Há ainda a questão dos recursos. Como tendem a ser maiores, meninos demandam mais alimentos do que meninas – em muitas sociedades, também precisam de mais educação e dinheiro. Para produzir um filho capaz de se tornar um macho dominante, os pais precisam fazer um grande investimento.
Com isso em mente, Trivers e Willard propuseram que em um cenário favorável, em que os pais têm um status social mais alto e há uma boa provisão de alimentos, faz mais sentido, do ponto de vista evolucionário, produzir mais meninos.
Em condições menos favoráveis, a seleção natural deveria favorecer os pais que tiverem mais filhas, já que elas tendem a gerar mais filhos independentemente de serem bem-sucedidas socialmente ou particularmente atraentes.
Desequilíbrio artificial
Nos anos 1980, cientistas descobriram que entre os veados-vermelhos, as fêmeas dominantes têm 60% mais chances de conceberem machos. E a primeira evidência de que isso também pode ocorrer entre seres humanos veio da China.
Entre o fim dos anos 1950 e início da década de 1960, profundas transformações econômicas deixaram milhões de chineses passando fome. Pesquisas com o censo da época mostraram que, entre 1960 e 1963, o número de meninos nascidos na China foi de 104 para cada 100 meninas, uma diferença de cerca de 5% para a proporção média mundial. A percentagem só se normalizou no país depois de 1965.
Mesmo com todos esses elementos, a proporção entre meninos e meninas nunca deixou de ser razoavelmente equilibrada.
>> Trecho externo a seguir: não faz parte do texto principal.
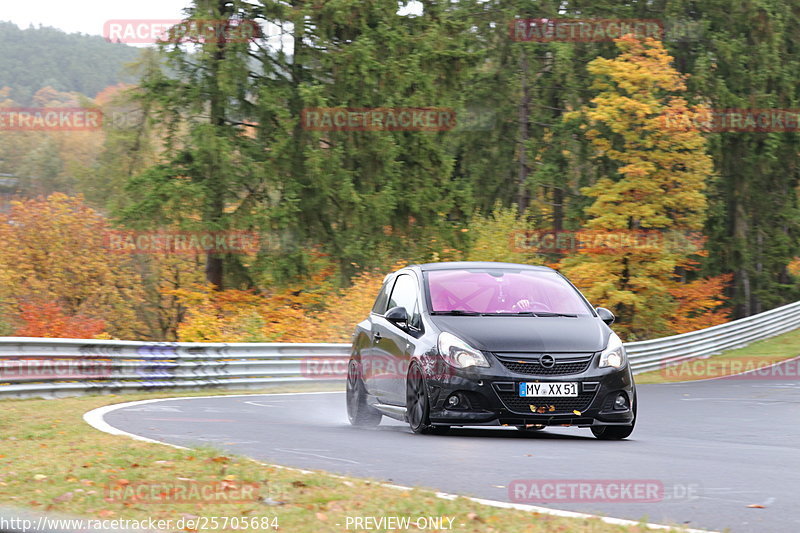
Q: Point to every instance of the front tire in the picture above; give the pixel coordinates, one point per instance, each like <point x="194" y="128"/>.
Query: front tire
<point x="418" y="405"/>
<point x="359" y="412"/>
Segundo Keith Bowers, ecologista da Universidade de Memphis, isso acontece por causa do consumo de recursos representado por cada sexo. “Meninos precisam de mais alimentos do que meninas. Portanto, produzir muitos deles criaria um ambiente familiar mais competitivo”, explica.
Se todos os pais tivessem meninos quando as condições são favoráveis, estes enfrentariam dificuldades de encontrar uma parceira ou um território quando crescessem. “Ao longo do tempo, é de se esperar que se chegue a números praticamente idênticos entre machos e fêmeas”, diz Bowers.
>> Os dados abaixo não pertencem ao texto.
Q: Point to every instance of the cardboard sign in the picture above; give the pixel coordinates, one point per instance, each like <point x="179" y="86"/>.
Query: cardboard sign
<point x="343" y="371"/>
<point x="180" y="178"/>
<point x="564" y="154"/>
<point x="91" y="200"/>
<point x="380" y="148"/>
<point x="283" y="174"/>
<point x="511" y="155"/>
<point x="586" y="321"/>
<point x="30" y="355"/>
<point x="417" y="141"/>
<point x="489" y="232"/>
Para Corry Gellatly, biólogo evolucionista da Universidade de Utrecht, na Holanda, esse reequilíbrio natural já pode estar ocorrendo. Na China, onde há uma preferência cultural por meninos, a introdução da política do filho único levou a um salto no número de abortos de meninas e de nascimento de meninos.
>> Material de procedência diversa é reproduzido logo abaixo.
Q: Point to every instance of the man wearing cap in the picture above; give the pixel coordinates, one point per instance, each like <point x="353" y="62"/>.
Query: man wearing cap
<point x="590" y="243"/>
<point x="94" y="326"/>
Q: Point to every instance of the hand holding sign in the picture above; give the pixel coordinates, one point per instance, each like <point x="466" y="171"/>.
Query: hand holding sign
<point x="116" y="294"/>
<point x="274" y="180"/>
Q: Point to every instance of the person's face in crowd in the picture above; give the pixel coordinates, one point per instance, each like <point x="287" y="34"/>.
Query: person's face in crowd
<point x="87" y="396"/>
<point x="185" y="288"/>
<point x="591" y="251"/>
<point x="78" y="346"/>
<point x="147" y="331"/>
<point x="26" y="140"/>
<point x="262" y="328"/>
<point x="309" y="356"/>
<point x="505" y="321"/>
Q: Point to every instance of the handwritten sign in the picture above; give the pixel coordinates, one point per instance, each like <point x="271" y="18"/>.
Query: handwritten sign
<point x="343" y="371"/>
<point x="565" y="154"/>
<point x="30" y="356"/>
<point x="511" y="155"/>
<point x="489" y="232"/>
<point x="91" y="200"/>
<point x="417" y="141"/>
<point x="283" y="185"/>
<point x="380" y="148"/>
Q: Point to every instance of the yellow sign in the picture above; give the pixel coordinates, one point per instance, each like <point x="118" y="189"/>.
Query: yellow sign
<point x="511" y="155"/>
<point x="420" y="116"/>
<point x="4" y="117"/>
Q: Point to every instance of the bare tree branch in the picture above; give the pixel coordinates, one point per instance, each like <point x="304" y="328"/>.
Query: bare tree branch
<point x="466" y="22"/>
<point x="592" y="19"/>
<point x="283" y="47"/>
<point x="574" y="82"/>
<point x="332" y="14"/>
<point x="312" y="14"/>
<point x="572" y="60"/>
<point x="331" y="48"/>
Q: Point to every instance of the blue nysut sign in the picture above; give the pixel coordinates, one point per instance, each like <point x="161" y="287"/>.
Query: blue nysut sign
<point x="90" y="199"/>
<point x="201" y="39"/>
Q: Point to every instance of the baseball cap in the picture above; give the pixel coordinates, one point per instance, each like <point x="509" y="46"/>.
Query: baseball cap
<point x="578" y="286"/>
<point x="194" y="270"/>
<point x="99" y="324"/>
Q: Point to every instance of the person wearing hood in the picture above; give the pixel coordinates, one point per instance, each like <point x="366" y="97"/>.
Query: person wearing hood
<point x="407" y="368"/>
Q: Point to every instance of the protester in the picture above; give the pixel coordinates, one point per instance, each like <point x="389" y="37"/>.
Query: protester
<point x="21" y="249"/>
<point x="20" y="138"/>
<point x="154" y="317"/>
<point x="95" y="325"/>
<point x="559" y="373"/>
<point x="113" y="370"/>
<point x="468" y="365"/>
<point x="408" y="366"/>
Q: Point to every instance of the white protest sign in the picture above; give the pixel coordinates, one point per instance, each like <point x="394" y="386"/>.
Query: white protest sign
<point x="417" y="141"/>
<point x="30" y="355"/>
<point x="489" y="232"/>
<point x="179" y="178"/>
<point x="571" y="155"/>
Mas entre as famílias que tiveram permissão para ter mais filhos, as chances de conceber uma menina na primeira tentativa era muito maiores do que a média do país.
Isso, no entanto, não deve aliviar o desequilíbrio criado pela política do filho único, agora suspensa. Em 2015, havia na China 60 milhões a mais de homens do que de mulheres. Estima-se que, até 2030, um em cada quatro homens chineses nunca se casará.
Outros estudos apontam que em sociedades com uma abundância exagerada de homens há mais casos de violência doméstica, crime organizado e assassinatos. Há até quem preveja que esse grupo cada vez maior de solteiros frustrados pode ser atraído para a carreira militar, o que levaria a mais conflitos internacionais.
Talvez seja a hora de aceitar que a natureza sabe melhor do que ninguém o que fazer para manter a proporção de machos e fêmeas mais equilibrada.